INVESTIGADORES
RAIMUNDA daniel Cesar
artículos
Título:
Periplasmic response upon disruption of transmembrane Cu transport in Pseudomonas aeruginosa
Autor/es:
RAIMUNDA, DANIEL; PADILLA-BENAVIDES, TERESITA; VOGT, STEFAN; TOMKINSON, KALEIGH; BOUTIGNY, SYLVAIN; FINNEY, LYDIA; ARGUEELLO, JOSE M
Revista:
METALLOMICS
Editorial:
ROYAL SOC CHEMISTRY
Referencias:
Lugar: CAMBRIDGE; Año: 2013 vol. 5 p. 144 - 151
ISSN:
1756-5901
Resumen:
Pseudomonas
aeruginosa, an opportunistic pathogen, has two transmembrane Cu+ transport
ATPases, CopA1 and CopA2. Both proteins export cytoplasmic Cu+ into the
periplasm and mutation of either gene leads to attenuation of virulence. CopA1
is required for maintaining cytoplasmic copper levels, while CopA2 provides
copper for cytochrome c oxidase assembly. We hypothesized that transported Cu+
ions would be directed to their destination via specific periplasmic partners
and disruption of transport should affect the periplasmic copper homeostasis.

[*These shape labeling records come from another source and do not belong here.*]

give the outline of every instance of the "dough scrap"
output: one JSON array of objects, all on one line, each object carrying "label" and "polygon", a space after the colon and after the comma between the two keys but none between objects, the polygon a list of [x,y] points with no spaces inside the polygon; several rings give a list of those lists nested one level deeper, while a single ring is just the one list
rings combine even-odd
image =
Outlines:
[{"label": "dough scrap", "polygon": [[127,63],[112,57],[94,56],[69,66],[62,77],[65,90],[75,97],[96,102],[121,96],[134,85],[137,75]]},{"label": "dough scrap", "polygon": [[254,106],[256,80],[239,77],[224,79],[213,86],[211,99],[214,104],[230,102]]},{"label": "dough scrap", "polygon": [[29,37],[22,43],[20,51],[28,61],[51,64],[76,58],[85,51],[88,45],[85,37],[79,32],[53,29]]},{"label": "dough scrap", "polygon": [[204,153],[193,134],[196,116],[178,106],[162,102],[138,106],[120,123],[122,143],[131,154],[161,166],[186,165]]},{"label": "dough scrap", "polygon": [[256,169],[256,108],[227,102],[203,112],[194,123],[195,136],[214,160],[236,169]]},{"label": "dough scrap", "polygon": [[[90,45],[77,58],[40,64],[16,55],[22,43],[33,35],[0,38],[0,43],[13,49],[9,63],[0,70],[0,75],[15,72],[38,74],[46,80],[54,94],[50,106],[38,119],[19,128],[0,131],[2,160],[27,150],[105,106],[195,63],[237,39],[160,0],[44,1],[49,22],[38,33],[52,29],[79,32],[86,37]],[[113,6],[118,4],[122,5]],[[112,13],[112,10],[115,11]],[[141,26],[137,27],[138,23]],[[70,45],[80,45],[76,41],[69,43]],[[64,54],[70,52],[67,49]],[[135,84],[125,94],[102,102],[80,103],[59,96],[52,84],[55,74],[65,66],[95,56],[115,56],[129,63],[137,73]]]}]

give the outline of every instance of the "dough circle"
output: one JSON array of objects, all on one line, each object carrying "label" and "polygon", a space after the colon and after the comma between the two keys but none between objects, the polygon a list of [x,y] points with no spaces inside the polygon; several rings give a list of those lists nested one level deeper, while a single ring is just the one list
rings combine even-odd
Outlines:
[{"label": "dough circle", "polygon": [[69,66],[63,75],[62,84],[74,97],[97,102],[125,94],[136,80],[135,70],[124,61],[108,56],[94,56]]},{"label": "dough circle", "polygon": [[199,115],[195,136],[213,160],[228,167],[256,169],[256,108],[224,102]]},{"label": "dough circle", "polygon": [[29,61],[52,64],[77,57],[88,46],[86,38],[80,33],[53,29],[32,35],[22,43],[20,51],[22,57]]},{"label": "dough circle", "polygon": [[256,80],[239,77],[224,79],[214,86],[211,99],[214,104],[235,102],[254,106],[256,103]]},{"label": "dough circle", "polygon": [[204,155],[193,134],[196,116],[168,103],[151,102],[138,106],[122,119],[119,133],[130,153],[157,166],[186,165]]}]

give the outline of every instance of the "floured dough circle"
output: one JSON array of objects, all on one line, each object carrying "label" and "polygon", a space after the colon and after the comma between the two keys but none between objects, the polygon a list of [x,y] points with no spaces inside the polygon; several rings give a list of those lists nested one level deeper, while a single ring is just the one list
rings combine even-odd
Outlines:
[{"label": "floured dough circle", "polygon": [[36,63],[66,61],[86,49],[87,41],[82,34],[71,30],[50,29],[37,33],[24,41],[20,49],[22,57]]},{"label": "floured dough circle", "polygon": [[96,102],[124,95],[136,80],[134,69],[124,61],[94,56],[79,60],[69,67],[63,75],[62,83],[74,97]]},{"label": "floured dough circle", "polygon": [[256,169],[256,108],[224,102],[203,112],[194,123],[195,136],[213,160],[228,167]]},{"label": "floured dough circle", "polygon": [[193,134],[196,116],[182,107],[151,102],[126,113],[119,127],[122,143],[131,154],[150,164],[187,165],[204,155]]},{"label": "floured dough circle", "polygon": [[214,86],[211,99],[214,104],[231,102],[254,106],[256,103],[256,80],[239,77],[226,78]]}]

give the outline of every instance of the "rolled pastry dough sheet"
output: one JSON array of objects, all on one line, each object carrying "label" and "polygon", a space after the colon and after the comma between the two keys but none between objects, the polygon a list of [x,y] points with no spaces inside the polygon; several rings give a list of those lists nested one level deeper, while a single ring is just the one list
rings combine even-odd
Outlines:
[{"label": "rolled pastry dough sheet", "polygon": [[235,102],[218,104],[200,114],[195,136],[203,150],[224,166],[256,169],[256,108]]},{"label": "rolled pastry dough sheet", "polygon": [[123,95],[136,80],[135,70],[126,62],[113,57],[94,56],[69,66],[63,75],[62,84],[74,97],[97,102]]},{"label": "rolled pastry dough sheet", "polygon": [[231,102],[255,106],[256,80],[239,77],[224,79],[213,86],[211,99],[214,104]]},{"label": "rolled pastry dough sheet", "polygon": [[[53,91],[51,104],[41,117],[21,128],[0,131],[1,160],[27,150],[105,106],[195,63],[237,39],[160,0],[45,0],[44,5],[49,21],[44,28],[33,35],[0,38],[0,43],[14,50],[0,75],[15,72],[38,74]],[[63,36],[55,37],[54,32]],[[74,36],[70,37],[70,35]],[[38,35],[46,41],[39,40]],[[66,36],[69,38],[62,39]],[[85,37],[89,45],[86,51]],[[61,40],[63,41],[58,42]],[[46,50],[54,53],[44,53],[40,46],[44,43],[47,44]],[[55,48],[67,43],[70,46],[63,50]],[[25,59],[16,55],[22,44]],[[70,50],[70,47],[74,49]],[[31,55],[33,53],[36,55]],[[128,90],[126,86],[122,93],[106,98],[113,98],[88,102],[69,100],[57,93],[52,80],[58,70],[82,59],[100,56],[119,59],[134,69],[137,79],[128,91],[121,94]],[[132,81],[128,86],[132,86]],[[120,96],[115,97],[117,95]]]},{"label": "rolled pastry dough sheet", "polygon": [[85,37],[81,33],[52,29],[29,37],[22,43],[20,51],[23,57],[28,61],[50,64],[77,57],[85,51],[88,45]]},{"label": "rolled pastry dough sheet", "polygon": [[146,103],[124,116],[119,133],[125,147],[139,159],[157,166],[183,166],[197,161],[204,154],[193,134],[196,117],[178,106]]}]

Supporting this, mutation of either ATPase gene led to large increments in
periplasmic cuproprotein levels. Toward identifying the proteins participating
in this cellular response the periplasmic metalloproteome was resolved in
non-denaturing bidimensional gel electrophoresis, followed by X-ray
fluorescence visualization and identification by mass-spectrometry. A single
spot containing the electron shuttle protein azurin was responsible for the observed
increments in cuproprotein contents. In agreement, lack of either Cu+-ATPase
induced an increase in azu transcription. This is associated with an increase
in the expression of anr and rpoS oxidative stress response regulators, rather
than cueR, a copper sensing regulator. We propose that azurin overexpression
and accumulation in the periplasm is part of the cellular response to
cytoplasmic oxidative stress in P. aeruginosa.